Morocco faces an environment of potential growth and almost certain threats. The conflict in the Western Sahara coincides with cooperation agreements between Morocco, the US and Israel. Spain and the EU continue to be pressured through unconventional means with consequences to diplomatic relations, including Algeria. Attempts at pushing Moroccan influence will almost certainly be carried out in an unstable environment.
It is likely that aggressive action by Morocco with the Polisario is going to be reactive in the following 12 months. The favourable status-quo reduces the need to carry the initiative in the conflict to maintain Moroccan influence.
- Recent security cooperation agreements provide Morocco with a long-term capability to wage a low-intensity conflict. Acquiring armed UAV’s and intelligence cooperation reduces the capacity of the Polisario front to strengthen capabilities and carry out attacks.
- The Polisario is likely going to increase aggressive action. The resumption of hostilities is an opportunity to re-establish constant pressure to Moroccan influence and presence in the Western Sahara. Algerian support to the Polisario is likely going to increase given the UAV targeting of 3 civilians.
- The increase of foreign investments increases the attractiveness of maintaining a low-intensity conflict. Morocco will almost certainly take aggressive action. Simultaneously, it is almost certainly not in Moroccan interests to increase the likelihood of investment reduction due to security concerns.
It is likely that pressure placed by Morocco on Spain will attempt to stay out of the umbrella of the EU. The conditions of the Spanish-Moroccan relationship provide an opportunity for Moroccan influence to pressure Spain and avoid an intervention by the EU.
- The degree of mutual-cooperation with the EU is likely not enough to sustain attempts at increasing Moroccan influence. The balance between economic subsidies and the control of frontiers likely gives Morocco a limited margin of action against the EU as an organisation.
- The cooperation agreements and relationship between Spain and Morocco is likely asymmetric. The control of border flows and maritime expansionism in Spanish EEZ are indicators of the significance of Moroccan influence. Spanish dependence on Moroccan cooperation for security purposes is likely projected in the degree of secrecy and lack of public reaction by the Spanish government.

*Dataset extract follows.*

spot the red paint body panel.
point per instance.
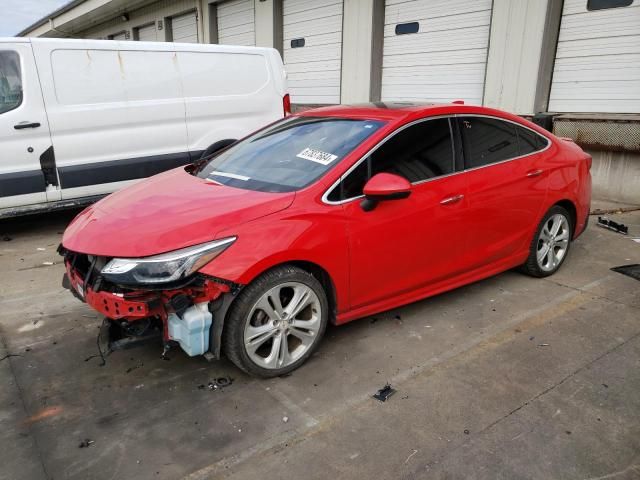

- Actions will highly likely be directed through soft-power means to increase the uncertainty of reactions. Moroccan influence will likely avoid aggressive kinetic action against Spanish or EU interests and remain in a blurred cooperative position. Morocco almost certainly needs to maintain the cooperation of the US, a NATO member.
The unstable environment in the Sahel and North Africa likely forces an increase in the readiness of Morocco. An increase in Moroccan influence in the Maghreb depends on a minimal degree of environmental stability and capability of reaction
- Moroccan dependence on the imports of resources creates a long-term need to re-address the security of energy capacity. 90% of energy usage originates from imports and stopping the flow of Algerian gas likely created a minimal deficit in energy consumption.
- The long-term conditions of an LNG pipeline from Nigeria almost certainly force Morocco to secure current capabilities in the next 12 months. Direct aggression is likely prevented in investments through the US and Israel. The foreign industrial investments in the Dakhla zone of the Western Sahara increase the likelihood of states intervening to protect respective interests. As a consequence, Morocco is insured against attempts to de-stabilise any long term energy strategy.
- The increase in relevance in the Sahel make it likely that Morocco’s role will increase from a geographical perspective. Concerns of Hezbollah financing the Polisario and Israel using Morocco as an entry to Africa are indicators of the regions strategic importance. The combination of industrial investments and security cooperation make it highly likely that resources are a driver of the increase in Morocco’s geographic and geopolitical relevance.